Séquelles à long terme

Les infections invasives à méningocoque peuvent provoquer des séquelles dans 20 à 25 % des cas. La coqueluche chez les nourrissons peut entraîner des complications neurologiques durables. Ces séquelles représentent un coût humain et économique considérable.

Solutions et perspectives d’amélioration

Renforcement de la surveillance épidémiologique

La recrudescence observée nécessite un renforcement des systèmes de surveillance épidémiologique. Les réseaux Sentinelles, RENACOQ et les déclarations obligatoires doivent être optimisés pour une détection précoce des épidémies.

Amélioration de la couverture vaccinale

L’extension des obligations vaccinales, comme celle récemment instaurée pour le méningocoque ACWY, constitue une réponse adaptée. Cependant, des efforts particuliers doivent être portés sur les rappels chez les adultes et les populations migrantes.

Adaptation des stratégies vaccinales

L’émergence de souches résistantes ou de nouveaux sérogroupes nécessite une adaptation constante des stratégies vaccinales. La vaccination des femmes enceintes contre la coqueluche représente une piste prometteuse pour protéger les nourrissons.

Bilan et perspectives pour 2025

Le bilan 2024 des maladies évitables par la vaccination en France révèle une situation alarmante qui nécessite une mobilisation urgente. La résurgence de la coqueluche et de la rougeole, l’augmentation des infections invasives à méningocoque et la persistance du tétanos chez les personnes âgées témoignent des lacunes persistantes dans notre système de prévention.

Ces résurgences ne constituent pas une fatalité : l’élimination de la poliomyélite et le contrôle des infections à méningocoque C démontrent l’efficacité de la vaccination lorsqu’elle est appliquée de manière systématique.

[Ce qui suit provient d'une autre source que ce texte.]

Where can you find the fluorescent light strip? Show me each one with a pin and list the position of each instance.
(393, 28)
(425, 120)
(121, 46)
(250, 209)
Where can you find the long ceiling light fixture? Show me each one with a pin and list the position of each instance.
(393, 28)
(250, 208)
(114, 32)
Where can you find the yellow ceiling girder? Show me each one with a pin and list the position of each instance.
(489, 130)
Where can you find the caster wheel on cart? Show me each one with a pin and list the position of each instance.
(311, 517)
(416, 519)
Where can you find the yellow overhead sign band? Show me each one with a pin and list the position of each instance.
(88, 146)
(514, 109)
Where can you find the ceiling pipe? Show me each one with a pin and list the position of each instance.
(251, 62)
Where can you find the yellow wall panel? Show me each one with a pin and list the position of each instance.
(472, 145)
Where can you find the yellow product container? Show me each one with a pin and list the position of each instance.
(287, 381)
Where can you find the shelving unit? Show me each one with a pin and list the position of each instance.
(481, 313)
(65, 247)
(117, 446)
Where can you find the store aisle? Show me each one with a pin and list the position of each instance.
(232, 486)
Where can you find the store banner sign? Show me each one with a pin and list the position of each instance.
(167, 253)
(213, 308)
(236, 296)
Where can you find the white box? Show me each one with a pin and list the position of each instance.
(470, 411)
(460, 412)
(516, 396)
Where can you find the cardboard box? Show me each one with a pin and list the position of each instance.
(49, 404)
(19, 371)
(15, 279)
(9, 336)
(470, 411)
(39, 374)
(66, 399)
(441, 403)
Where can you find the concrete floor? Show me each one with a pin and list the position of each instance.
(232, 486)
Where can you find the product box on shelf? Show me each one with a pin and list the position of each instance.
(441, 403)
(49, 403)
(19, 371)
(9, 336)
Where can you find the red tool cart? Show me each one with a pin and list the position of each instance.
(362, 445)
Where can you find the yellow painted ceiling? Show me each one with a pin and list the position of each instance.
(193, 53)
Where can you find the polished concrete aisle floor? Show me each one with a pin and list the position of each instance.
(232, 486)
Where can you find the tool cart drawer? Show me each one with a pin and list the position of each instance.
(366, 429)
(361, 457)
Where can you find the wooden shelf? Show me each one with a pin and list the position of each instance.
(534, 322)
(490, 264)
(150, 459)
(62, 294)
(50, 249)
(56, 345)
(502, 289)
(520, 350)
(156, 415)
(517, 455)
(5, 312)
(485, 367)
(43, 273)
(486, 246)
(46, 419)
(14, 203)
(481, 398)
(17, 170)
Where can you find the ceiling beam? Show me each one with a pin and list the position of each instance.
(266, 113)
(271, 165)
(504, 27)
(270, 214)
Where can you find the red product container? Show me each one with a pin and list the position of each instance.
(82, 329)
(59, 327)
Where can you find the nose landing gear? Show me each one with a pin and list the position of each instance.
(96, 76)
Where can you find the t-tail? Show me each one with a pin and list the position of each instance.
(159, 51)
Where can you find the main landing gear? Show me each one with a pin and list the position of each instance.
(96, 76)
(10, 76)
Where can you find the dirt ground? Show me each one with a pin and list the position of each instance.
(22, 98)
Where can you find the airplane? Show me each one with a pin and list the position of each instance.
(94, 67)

L’enjeu est désormais de maintenir et d’améliorer les couvertures vaccinales, particulièrement chez les populations les plus vulnérables.

Face à ces défis, une approche coordonnée impliquant les professionnels de santé, les autorités sanitaires et la société civile s’impose pour prévenir de nouvelles épidémies et protéger les plus fragiles. La vaccination reste notre meilleure arme contre ces maladies évitables qui continuent, malheureusement, de faire des victimes en 2024.